The book also caused me to consider what the world would be like if Japan had prevailed in the war. It’s hard to imagine. There’s a show on Amazon Prime called “The Man in the High Castle” that contemplates this and it’s an interesting series.
I also finished “The Nightingale” recently (Kristin Hannah). It was a good story about two sisters living in occupied France during World War II. I’m not into fiction as much as non-fiction but the story was good. Predictable, but good. It was recommended to me by a colleague who was reading it for a book club. It appears to be very popular and was hard to get from the library.

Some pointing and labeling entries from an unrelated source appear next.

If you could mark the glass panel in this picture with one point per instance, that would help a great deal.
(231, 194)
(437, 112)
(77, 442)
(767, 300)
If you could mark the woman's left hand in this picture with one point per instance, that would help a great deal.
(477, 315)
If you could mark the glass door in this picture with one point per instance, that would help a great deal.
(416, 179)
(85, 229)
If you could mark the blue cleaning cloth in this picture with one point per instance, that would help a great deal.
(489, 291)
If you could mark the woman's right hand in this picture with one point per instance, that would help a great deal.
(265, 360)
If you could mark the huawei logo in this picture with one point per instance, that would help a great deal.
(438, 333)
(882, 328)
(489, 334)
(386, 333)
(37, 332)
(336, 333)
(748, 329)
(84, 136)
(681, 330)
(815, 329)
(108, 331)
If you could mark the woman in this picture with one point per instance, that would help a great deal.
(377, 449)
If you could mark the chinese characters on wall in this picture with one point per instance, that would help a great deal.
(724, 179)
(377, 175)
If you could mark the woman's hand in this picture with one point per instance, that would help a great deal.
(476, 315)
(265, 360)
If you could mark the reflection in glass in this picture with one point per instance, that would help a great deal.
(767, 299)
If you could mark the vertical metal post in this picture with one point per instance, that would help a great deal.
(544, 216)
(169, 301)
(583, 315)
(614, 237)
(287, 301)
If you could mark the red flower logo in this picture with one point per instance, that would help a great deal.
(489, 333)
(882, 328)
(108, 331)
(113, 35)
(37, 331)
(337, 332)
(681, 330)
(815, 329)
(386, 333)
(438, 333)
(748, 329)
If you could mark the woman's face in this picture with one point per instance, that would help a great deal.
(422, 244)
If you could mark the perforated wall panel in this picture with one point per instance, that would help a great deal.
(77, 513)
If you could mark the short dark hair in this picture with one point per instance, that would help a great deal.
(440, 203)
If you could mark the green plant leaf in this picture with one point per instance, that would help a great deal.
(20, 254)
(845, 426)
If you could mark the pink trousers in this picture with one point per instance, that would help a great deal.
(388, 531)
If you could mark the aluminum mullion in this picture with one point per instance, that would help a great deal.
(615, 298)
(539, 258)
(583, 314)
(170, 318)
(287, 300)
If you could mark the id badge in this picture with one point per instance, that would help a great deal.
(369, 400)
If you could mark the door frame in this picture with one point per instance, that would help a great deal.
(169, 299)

Waiting for “Exit West” and “A Man Called Ove” from the library but it may be a while. Happy reading!
Sorry for the long hiatus, readers, it’s been a busy few weeks. I just finished reading two great books I’d like to share with you.
The first was “River of Doubt” by Candice Millard. Shout out to my co-worker Judith for the recommendation! The book is about Teddy Roosevelt’s trip in the Amazon down a previously undiscovered river. Sounds boring, doesn’t it? Well I couldn’t put it down. It’s a fascinating story about his decision to go on the trip, the challenges the group faced even getting to the start of the journey, and the starvation, rapids, and threat from Indians while traveling on the river. As soon as I finished, I requested Ms. Millard’s other books, one of which is on Churchill and the other on James Garfield.
The second was “Hillbilly Elegy” by J.D. Vance. I waited a long time for this one from the library because it’s hugely popular right now. Mr. Vance grew up in Kentucky and Ohio and describes in the book the challenges he and his family faced growing up as “hillbillies” in these areas. He ultimately went to Yale Law School. It’s an interesting sociological overview of what life was like growing up in this environment.
I should be getting the book on James Garfield from the library today. I’ll let you know when I’ve finished it. Happy reading!
I just finished two books I wanted to share. They’re very different from each other, but both very good.
The first was “Rosemary: The Hidden Kennedy Daughter”, written by Kate Clifford Larson. The book was about Rosemary Kennedy, one of Joe and Rose Kennedy’s many children. She was born mentally disabled but the family didn’t realize it for a few years. The Kennedy parents sent her to many different schools, teachers, and facilities before she underwent a lobotomy in her early 20s. Apparently, at that time, there was a social stigma attached to the disabled and handicapped, especially for prominent families. It seemed to me that the Kennedys did the best they could for Rosemary but unfortunately, the lobotomy worsened her condition. She was then sent away to a facility in the Midwest where she spent the rest of her life. Her family visited her sporadically and more so in her later years. It was a sad book and an interesting commentary on society from that time.
The second was “How Not to Die”, written by Michael Greger, M.D. This book is essentially a guide as to what foods are best for fighting and/or preventing certain ailments. Apparently, flax seed is the ultimate superfood and helps with everything from cancer prevention to menopause symptoms. You have to store it very carefully and grind it shortly before using, which I didn’t know before reading this book.
I tried reading “Dark Money” by Jane Mayer about the Koch brothers, but it was too detailed and unfortunately didn’t hold my attention.
I’m waiting for Richard Engel’s new book from the library so that’s next on my list.